Livermore also saw his first-mover advantages in the markets slowly fade away but the reasons were different than Graham’s.

The Boy Plunger made his first real money in the bucket shops of the early-1900s. Bucket shops were kind of like Robinhood without the app or any sense of rules or regulations. It was the Wild West and Livermore basically took them for all they were worth.

In fact, he was so good at reading the tape and making money by chasing short-term market trends, he would eventually be forced to wear disguises to place his trades at these bucket shops since so many had banned him from trading.

After starting 1930 with a personal fortune of $100 million, which including a number of real estate properties and a yacht, Livermore was dead broke by 1934. A combination of leverage, an awful stock market environment and a number of bad bets did him in.

This was the fourth time in his career Livermore had gone broke. Every other time he came back stronger and made even more money than his previous windfalls. However, he was never able to capture lightning in a bottle again and for good reason.

The regulators caught up to him. Tom Rubython explains in his book Jesse Livermore: Boy Plunger:

The rules of the stock market, and what constituted acceptable behavior, had changed with the advent of Franklin Roosevelt’s Securities & Exchange Commission in 1934, which made life very difficult for the old breed of traders like Livermore. The new SEC laws had gradually worn him down. Now, almost every method he had used to amass four large fortunes, which briefly had made him one of the richest men in the world, were outlawed and illegal. As he sat in his office each morning, all he could do was think about the glory days, long since passed, and how to wile away the hours until lunch.

At first, Jesse Livermore dismissed the new laws, and it was only when he read the statutes in detail that he realized that all the provisions in the new Securities Act seemed to be aimed straight at him. Stunts he had pulled off in the past were now illegal.

The formation of the SEC following the Great Depression was a disaster for Livermore and other speculators. Certain speculative activities that were once legal were now punishable by large fines and even prison time.

Livermore made his fortune during a time in which there were no rules.

Once those rules had changed it became impossible for him to trade his way to riches once again. In 1940, he took his own life and died broke.

Markets are constantly changing and evolving.

Every day there is more information, analysis, opinions and data available. Our knowledge of market history itself can change how people allocate and view the markets.

In the 1950s, the S&P 500 consisted of railroad stocks, utilities and industrials. Financial stocks weren’t added until the late-1970s.

In fact, the S&P 500 itself wasn’t officially created until 1957. All of the data people like me use before than time has been recreated.2

Hedge funds basically operated like Jesse Livermore in the 1970s, 1980s and 1990s to gain an edge. Then Reg FD came along in the year 2000. The performance of these funds has suffered now that corporate information must be disseminated to everyone at the same time.
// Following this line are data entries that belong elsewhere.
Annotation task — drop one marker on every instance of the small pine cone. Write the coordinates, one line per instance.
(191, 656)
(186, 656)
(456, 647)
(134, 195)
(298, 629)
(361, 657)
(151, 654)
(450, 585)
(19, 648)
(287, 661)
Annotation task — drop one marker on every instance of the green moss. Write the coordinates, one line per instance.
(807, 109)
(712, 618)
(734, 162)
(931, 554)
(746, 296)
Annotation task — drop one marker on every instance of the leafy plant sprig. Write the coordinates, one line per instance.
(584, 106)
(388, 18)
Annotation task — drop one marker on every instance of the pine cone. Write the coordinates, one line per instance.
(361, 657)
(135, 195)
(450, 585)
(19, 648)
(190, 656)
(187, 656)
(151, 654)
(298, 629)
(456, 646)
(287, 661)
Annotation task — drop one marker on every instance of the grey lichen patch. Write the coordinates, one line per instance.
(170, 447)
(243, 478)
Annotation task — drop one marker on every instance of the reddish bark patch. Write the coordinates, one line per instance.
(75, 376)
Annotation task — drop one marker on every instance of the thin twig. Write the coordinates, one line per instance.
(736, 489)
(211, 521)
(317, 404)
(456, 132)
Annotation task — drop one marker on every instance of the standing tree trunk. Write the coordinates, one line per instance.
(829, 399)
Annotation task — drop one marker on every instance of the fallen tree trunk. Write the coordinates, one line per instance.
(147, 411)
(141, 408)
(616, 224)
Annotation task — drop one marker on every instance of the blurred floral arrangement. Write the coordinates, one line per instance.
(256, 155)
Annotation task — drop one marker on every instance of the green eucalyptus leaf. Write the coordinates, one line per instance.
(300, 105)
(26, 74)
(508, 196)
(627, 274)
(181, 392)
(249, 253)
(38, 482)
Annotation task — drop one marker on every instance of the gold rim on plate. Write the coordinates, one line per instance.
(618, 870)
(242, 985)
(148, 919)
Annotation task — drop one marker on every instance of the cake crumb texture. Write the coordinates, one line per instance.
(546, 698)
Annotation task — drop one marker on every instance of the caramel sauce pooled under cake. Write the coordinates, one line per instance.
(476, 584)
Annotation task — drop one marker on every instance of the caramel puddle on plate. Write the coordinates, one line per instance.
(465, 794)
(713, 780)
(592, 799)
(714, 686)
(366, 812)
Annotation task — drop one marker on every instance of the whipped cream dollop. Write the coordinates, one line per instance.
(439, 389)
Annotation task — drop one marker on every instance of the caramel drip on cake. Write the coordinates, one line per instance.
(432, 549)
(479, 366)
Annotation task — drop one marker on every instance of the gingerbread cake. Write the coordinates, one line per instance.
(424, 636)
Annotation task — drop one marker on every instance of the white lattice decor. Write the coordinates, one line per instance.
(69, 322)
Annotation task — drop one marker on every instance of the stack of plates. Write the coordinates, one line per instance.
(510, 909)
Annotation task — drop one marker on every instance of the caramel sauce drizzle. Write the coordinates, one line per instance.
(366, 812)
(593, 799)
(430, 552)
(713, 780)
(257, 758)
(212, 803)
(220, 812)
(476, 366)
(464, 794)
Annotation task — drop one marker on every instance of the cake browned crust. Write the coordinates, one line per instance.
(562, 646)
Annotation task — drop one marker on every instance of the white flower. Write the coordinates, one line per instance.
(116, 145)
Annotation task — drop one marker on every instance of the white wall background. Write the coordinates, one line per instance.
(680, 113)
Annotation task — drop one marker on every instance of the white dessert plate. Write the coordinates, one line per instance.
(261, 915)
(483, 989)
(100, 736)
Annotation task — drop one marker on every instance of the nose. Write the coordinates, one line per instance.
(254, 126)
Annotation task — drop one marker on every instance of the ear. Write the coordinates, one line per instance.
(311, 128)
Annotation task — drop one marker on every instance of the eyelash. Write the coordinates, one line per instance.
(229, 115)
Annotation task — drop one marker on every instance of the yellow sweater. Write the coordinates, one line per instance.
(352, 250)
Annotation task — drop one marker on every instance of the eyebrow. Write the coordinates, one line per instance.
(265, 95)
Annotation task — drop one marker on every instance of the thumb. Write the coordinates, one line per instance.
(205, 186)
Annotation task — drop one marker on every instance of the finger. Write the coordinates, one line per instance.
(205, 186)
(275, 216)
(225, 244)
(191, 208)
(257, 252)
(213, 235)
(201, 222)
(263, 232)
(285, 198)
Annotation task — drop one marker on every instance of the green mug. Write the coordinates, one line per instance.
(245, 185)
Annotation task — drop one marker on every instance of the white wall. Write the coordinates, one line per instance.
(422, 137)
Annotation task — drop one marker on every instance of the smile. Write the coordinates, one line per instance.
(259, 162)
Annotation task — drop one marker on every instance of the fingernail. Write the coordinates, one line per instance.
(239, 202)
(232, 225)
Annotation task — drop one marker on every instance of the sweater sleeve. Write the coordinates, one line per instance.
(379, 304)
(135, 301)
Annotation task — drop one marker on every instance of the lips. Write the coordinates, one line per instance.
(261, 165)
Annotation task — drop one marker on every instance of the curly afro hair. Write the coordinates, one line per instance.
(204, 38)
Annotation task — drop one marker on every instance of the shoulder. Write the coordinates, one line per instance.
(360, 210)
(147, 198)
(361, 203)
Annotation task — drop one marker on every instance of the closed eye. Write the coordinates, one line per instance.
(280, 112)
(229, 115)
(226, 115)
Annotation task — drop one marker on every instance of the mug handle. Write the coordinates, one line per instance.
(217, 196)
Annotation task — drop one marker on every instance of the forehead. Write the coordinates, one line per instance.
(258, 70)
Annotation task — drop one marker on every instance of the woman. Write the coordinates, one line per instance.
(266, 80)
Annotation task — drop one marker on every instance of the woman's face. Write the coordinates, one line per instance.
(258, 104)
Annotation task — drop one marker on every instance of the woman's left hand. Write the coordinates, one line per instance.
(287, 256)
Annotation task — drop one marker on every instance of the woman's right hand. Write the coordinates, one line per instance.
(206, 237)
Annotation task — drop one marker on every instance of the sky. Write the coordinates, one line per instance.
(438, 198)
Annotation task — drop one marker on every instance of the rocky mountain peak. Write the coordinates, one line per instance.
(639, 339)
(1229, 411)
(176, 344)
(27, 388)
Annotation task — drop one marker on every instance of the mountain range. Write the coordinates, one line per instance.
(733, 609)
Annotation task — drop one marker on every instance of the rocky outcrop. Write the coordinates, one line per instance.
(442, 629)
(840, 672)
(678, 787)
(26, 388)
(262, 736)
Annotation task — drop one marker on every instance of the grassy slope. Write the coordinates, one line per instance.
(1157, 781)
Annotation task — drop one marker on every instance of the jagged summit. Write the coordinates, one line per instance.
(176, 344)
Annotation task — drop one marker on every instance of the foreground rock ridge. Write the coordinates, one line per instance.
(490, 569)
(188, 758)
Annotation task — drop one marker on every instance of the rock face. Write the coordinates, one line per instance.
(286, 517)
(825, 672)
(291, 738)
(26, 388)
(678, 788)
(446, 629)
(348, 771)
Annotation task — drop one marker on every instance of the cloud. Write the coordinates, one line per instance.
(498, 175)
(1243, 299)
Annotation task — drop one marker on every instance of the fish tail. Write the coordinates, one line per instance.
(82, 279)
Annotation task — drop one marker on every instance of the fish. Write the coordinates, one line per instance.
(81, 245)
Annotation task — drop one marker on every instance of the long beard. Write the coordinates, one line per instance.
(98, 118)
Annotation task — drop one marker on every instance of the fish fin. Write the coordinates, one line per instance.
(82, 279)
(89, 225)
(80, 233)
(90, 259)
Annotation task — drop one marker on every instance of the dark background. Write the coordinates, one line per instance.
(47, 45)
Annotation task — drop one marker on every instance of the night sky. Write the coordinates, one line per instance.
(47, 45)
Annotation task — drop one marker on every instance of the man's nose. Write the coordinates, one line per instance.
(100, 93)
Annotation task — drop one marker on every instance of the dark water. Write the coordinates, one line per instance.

You can still learn from legendary investors and traders. Market history can still help give you insights into potential risks.

But markets change. Investors adapt. Rules are updated. Advantages slowly get arbitraged away. Strategies that outperformed in the past don’t work as well in the future once everyone knows about them.

This is true for normal investors and legends alike.

Further Reading:
The Psychology of Betting Big and Losing it All

1This is helpful to know since the book is 500+ pages long.

2The S&P 90 was created in 1926 so that helps.